Во время этого испытания, Гус дал доказательство кроткой и безропотной решимости которая была одной из выдающихся черт его характера. По поводу постигшего его несправедливого наказания, он взывает только к Иисусу Христу, как единому истинному Главе церкви, [61] а в остальном продолжает свою обыденную жизнь: посещая больных и страждущих, проповедуя истины евангельские и выказывая во всех случаях ту горячую веру, то самозабвение, которые покоряли ему сердца всех современников, а для потомства создали один из обаятельнейших исторических образов.
В доме Вальдштейнов он бывал еще чаще, привлекаемый горем, постигшим семью; ужасное состояние графини Яны держало всех в страхе.
В те времена науки лечение психических болезней не существовало, и безумие зачастую приписывалось одержанию дьяволом, хотя в случае с графиней Яной подобное предположение напрашивалось как-то само собой; было ясно, что содеянное преступление вызвало духа зла, который и наложил уже на виновную начало тех мучений, которые ожидали ее впоследствии в аду. Подобное убеждение усугубляло только ужас, внушаемый несчастной женщиной; даже старый граф и Вок суеверно вздрагивали, когда она носилась по комнатам, гонимая видением своей жертвы.
Гус часто навещал больную, и голос его, как будто, успокоительно действовал на нее; поэтому всякий раз, как он приходил к Вальдштейнам, граф просил его побывать у жены.
Придя как-то под вечер, Гус узнал, что графиня без устали металась весь день и ярость ее была такова, что даже пытались, хотя безуспешно, связать ее, но у нее проявилась такая сила, с которой не мог справиться даже Брода.
Уже подходя к покоям больной, Гус слышал то пронзительные вопли, то какое-то рычание. Комната едва была освещена, так как свеч не зажигали, опасаясь пожара; но холод побудил затопить камин, около которого и сидела служанка.

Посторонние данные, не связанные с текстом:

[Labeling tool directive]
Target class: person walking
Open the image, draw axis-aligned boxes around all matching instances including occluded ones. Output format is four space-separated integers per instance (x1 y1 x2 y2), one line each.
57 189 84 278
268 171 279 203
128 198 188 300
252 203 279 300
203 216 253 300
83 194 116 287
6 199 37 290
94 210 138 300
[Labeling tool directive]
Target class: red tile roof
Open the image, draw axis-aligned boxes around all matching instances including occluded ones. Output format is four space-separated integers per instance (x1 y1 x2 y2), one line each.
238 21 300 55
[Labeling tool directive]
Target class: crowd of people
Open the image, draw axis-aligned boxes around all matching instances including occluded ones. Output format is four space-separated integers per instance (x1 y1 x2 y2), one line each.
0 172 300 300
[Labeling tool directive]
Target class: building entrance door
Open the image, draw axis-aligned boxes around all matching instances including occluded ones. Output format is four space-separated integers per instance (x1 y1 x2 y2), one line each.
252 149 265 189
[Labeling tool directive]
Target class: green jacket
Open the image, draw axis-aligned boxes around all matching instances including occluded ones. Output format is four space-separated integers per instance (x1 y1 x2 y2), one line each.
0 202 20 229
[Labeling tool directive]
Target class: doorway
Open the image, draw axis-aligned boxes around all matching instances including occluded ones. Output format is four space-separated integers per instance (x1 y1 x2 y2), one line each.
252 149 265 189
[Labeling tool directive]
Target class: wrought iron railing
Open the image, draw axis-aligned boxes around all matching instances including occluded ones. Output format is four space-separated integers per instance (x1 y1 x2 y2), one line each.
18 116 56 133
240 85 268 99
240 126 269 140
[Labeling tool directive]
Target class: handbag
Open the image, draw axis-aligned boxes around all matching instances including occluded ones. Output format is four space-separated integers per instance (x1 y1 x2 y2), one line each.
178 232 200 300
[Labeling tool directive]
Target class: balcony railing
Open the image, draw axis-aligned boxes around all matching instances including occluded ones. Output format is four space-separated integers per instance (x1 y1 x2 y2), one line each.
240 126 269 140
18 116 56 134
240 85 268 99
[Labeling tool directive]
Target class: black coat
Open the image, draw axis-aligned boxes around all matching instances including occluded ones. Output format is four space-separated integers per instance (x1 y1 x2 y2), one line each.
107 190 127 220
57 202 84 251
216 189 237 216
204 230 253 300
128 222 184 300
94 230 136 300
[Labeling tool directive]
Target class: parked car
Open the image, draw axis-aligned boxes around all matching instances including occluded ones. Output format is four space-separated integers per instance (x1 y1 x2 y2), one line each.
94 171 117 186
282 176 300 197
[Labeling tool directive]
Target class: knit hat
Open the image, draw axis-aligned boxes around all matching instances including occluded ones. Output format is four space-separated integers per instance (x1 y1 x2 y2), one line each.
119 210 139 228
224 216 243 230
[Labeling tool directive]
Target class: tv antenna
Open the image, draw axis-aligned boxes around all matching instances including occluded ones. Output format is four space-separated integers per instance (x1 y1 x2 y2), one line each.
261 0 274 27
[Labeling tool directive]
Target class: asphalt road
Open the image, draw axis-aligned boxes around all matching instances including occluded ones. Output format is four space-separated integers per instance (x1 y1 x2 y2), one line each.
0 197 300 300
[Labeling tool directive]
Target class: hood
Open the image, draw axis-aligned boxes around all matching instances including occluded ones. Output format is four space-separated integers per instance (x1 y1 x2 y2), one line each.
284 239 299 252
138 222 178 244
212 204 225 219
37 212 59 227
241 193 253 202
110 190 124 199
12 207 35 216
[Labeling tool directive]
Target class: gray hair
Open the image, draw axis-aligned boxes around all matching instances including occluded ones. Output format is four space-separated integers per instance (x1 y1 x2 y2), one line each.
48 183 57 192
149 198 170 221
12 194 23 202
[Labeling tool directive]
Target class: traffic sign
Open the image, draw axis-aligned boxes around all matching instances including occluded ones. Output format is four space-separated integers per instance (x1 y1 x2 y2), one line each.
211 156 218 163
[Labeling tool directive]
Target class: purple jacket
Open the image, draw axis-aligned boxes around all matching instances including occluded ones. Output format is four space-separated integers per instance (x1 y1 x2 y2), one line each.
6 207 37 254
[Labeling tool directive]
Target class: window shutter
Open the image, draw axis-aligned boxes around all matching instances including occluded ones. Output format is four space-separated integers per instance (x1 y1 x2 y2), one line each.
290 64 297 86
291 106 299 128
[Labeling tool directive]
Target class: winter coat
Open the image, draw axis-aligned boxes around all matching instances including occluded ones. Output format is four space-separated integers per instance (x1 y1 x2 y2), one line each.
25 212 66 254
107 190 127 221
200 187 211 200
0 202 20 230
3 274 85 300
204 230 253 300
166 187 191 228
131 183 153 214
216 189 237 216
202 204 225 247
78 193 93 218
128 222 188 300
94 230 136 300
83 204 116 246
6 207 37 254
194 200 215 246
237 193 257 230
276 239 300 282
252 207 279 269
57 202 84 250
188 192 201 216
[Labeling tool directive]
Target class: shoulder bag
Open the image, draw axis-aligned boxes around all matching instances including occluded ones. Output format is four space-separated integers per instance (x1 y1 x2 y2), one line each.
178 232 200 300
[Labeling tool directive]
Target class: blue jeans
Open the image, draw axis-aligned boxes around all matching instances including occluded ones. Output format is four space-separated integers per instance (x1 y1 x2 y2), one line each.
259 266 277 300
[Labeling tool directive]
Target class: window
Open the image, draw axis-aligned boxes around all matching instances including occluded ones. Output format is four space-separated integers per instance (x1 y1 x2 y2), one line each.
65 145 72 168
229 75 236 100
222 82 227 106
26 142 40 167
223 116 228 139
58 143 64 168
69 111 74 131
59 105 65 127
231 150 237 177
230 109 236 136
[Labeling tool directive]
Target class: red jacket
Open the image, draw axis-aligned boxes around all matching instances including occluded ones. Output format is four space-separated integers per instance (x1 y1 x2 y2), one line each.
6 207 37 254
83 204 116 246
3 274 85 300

В первую минуту, Гус не мог отыскать графини; наконец, он увидал её у кресла, сидевшую на корточках, с вытянутой вперед шеей, точно она кого-то сторожила.
Она страшно изменилась за это время: худоба ее стала ужасающей, волосы совсем побелели и висели в беспорядке, длинными космами; свирепые, широко раскрытые глаза, неподвижно устремленные в одну точку, производили тяжелое впечатление. Она была в рубашке и разорванной во многих местах юбке: обрывки газового, вышитого когда-то золотом вуаля, лохмотьями свешивались на спине.